A l'audience d'orientation et sur mesures provisoires du 05 octobre 2023, assistés de leurs avocats respectifs, les époux ont accepté le principe de la rupture du mariage sans considération des faits à l’origine de celle-ci.
Vu l’ordonnance du juge de la mise en état statuant sur les mesures provisoires en date du 9 novembre 2023,
Vu les dernières conclusions de M. [D] [I] notifiées par RPVA le 29 août 2024,
Vu les dernières conclusions de Mme [U] [O] notifiées par RPVA le 3 septembre 2024,
Vu l’ordonnance de clôture en date du 23 octobre 2024, Les débats s’étant déroulés en chambre du conseil à l’audience du 6 novembre 2024, l’affaire a été mise en délibéré au 7 janvier 2025 par mise à disposition au greffe.

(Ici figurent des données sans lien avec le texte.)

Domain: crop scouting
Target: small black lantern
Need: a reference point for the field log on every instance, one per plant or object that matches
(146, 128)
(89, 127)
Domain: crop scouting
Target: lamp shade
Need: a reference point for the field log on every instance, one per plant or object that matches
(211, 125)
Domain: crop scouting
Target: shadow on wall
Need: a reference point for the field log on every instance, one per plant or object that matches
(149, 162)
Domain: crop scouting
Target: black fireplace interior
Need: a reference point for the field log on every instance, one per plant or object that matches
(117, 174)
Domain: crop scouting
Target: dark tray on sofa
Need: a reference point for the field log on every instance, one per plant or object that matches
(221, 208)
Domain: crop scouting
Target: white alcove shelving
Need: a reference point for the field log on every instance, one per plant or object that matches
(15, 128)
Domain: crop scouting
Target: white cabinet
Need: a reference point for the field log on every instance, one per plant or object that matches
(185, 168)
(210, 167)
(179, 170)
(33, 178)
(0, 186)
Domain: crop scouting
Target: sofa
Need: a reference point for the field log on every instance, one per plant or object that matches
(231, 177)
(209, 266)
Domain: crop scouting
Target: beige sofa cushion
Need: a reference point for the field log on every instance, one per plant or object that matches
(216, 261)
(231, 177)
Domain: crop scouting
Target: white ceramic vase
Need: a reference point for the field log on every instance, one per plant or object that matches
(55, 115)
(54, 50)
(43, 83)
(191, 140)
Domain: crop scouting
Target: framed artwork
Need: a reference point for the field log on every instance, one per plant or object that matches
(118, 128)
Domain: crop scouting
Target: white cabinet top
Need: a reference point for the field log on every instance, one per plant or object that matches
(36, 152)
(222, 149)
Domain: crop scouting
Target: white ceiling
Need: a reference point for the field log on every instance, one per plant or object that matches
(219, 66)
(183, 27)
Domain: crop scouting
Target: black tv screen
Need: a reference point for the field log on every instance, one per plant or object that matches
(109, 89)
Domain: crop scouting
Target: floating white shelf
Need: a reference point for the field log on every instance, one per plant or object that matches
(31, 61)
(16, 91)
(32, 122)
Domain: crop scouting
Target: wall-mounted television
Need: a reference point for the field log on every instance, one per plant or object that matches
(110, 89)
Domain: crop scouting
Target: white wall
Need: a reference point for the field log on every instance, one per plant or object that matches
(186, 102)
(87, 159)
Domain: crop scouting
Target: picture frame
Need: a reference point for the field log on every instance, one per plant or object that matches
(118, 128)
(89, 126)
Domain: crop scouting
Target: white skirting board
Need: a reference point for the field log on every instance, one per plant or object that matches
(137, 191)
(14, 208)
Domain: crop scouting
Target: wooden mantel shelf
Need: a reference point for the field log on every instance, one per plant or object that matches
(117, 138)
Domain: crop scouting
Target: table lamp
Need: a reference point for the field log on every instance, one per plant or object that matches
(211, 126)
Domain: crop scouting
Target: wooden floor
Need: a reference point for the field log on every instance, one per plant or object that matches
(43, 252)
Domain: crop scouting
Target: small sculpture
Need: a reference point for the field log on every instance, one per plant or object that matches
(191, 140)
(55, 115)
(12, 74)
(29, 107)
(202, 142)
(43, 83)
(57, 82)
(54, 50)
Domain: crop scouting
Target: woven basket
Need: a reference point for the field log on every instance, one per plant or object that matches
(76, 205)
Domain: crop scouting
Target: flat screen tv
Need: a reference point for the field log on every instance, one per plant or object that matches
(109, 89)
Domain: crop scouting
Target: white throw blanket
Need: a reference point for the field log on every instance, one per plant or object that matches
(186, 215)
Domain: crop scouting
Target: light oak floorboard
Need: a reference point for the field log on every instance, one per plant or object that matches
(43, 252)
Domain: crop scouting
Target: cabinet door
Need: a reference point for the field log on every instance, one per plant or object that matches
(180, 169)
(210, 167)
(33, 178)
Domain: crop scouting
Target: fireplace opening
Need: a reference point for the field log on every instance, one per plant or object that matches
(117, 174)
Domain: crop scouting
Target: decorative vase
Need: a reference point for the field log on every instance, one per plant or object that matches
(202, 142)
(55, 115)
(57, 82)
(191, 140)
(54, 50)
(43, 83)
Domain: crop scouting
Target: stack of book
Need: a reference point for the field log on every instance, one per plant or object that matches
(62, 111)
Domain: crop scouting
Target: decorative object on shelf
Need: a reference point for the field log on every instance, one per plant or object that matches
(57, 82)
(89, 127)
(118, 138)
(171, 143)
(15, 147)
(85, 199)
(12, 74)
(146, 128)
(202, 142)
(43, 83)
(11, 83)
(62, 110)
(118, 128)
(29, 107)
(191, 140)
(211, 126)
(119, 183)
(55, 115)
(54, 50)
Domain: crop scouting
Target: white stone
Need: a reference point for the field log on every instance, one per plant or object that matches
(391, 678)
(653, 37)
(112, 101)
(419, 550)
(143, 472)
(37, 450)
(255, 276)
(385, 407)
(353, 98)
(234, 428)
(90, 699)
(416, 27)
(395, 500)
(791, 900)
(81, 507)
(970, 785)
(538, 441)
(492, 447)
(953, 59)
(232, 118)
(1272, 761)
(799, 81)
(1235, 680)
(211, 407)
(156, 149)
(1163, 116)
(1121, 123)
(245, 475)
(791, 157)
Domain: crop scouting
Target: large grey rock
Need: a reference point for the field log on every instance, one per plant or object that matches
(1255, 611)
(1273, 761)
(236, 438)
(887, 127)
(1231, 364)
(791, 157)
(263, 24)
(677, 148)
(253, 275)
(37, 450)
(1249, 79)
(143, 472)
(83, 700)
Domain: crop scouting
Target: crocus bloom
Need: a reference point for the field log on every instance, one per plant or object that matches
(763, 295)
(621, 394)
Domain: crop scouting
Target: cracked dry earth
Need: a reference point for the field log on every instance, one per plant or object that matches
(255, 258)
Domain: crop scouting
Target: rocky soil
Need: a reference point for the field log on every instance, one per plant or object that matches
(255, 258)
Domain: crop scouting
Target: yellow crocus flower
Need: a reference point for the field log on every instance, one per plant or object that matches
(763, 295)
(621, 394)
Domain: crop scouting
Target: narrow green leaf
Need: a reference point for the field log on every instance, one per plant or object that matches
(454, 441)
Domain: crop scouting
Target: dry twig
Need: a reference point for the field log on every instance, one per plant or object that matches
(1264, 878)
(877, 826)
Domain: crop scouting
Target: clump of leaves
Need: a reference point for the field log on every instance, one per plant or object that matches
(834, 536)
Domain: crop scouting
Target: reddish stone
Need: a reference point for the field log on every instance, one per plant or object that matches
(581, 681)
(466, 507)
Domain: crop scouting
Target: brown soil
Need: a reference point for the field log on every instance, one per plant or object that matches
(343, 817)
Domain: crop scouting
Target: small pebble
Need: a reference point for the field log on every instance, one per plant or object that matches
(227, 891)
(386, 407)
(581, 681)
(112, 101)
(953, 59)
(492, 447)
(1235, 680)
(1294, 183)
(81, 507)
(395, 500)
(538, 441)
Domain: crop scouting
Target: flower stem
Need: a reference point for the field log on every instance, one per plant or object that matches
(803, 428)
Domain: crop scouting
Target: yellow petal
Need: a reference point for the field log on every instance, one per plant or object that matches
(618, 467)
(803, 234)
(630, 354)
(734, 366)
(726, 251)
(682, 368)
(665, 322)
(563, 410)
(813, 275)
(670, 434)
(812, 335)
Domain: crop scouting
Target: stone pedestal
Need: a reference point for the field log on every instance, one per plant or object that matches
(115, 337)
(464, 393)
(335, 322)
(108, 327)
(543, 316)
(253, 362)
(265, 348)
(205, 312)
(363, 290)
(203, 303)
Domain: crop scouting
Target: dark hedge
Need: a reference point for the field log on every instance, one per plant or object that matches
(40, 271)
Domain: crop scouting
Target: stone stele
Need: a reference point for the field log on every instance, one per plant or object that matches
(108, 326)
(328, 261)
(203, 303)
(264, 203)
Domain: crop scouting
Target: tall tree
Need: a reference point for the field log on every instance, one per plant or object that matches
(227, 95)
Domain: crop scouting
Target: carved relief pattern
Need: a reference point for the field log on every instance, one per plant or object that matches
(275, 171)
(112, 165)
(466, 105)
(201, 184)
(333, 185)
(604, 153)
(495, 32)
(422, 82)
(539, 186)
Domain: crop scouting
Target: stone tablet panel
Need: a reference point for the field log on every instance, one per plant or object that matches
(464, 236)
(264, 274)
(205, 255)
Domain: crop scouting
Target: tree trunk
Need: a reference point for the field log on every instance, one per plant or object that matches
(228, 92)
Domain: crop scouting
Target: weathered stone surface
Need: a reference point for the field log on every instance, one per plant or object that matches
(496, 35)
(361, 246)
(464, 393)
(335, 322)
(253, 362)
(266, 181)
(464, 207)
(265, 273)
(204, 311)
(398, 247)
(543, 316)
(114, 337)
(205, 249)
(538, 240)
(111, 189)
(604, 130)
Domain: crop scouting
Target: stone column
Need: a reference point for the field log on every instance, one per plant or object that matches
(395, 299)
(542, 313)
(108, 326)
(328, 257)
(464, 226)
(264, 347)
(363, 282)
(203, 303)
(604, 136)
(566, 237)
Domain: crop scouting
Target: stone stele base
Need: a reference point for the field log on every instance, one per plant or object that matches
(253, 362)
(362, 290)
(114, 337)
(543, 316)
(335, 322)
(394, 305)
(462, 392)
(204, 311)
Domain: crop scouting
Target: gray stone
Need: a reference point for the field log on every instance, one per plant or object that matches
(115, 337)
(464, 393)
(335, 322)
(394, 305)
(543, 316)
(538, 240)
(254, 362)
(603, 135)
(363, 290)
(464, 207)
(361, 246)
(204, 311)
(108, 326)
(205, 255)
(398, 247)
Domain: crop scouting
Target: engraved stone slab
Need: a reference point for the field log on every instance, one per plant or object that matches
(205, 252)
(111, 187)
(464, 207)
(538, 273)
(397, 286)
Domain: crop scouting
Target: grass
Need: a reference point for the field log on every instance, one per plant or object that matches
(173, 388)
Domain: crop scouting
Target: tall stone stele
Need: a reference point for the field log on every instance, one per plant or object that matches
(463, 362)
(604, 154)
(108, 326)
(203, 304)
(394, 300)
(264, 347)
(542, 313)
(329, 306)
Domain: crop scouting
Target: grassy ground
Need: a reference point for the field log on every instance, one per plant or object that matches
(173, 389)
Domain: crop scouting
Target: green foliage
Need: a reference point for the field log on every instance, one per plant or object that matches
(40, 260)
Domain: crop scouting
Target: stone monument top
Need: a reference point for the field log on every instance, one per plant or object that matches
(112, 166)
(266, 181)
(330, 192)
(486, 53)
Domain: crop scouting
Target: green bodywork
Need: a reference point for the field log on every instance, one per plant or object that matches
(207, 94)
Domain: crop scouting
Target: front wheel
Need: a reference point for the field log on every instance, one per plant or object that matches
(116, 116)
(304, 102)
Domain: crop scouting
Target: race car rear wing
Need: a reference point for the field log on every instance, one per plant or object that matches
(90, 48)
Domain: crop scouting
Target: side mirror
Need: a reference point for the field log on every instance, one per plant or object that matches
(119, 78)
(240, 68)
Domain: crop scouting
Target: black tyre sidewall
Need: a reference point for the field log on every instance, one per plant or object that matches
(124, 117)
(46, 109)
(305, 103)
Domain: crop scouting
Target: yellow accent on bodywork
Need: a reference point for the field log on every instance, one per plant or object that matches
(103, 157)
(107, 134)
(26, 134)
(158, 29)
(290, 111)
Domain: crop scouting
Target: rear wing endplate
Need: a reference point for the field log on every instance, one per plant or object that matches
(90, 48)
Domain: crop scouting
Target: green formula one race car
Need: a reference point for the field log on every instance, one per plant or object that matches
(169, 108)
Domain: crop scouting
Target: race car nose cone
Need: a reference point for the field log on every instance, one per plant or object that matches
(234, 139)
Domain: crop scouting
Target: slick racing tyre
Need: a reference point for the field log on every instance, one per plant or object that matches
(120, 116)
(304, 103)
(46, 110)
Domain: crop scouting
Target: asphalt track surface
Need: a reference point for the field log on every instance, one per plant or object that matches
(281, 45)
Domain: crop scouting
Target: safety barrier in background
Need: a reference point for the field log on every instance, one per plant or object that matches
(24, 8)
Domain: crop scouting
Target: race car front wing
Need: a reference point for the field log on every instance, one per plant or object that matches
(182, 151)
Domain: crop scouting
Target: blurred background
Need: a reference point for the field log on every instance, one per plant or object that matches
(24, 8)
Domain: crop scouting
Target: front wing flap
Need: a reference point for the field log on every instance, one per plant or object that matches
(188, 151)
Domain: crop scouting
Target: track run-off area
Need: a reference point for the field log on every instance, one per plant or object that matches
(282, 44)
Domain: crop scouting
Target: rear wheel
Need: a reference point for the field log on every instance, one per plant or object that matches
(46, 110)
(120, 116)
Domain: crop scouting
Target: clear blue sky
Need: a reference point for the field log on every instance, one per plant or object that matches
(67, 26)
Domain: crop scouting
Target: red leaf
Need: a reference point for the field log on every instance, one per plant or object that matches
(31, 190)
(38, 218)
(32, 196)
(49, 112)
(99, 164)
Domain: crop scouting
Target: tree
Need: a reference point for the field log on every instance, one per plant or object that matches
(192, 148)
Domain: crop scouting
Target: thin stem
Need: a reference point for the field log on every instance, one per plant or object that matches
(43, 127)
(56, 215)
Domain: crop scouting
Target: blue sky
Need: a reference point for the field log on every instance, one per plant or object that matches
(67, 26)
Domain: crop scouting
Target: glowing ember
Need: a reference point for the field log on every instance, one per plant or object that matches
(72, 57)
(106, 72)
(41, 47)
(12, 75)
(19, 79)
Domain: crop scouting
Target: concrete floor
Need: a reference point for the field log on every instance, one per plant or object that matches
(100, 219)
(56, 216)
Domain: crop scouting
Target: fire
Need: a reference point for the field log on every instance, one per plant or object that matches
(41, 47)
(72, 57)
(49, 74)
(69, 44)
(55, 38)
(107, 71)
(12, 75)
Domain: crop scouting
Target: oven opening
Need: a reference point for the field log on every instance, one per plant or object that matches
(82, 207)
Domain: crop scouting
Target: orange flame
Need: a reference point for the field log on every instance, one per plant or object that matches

[DÉBATS NON PUBLICS – Motivation de la décision occultée]
PAR CES MOTIFS :
Le juge aux affaires familiales, statuant publiquement après débats en chambre du conseil, par décision contradictoire et en premier ressort, Prononce, sur le fondement de l’article 233 du Code Civil, le divorce de :
Monsieur [D] [B] [M] [I] né le [Date naissance 1] 1973 à [Localité 9]
et de :
Madame [U] [O] épouse [I] née le [Date naissance 4]1977 à [Localité 7]
qui s'étaient unis en mariage le [Date mariage 3] 2013 devant l'officier de l'état-civil de la commune de [Localité 10] (44) sans avoir fait précéder leur union d'un contrat de mariage.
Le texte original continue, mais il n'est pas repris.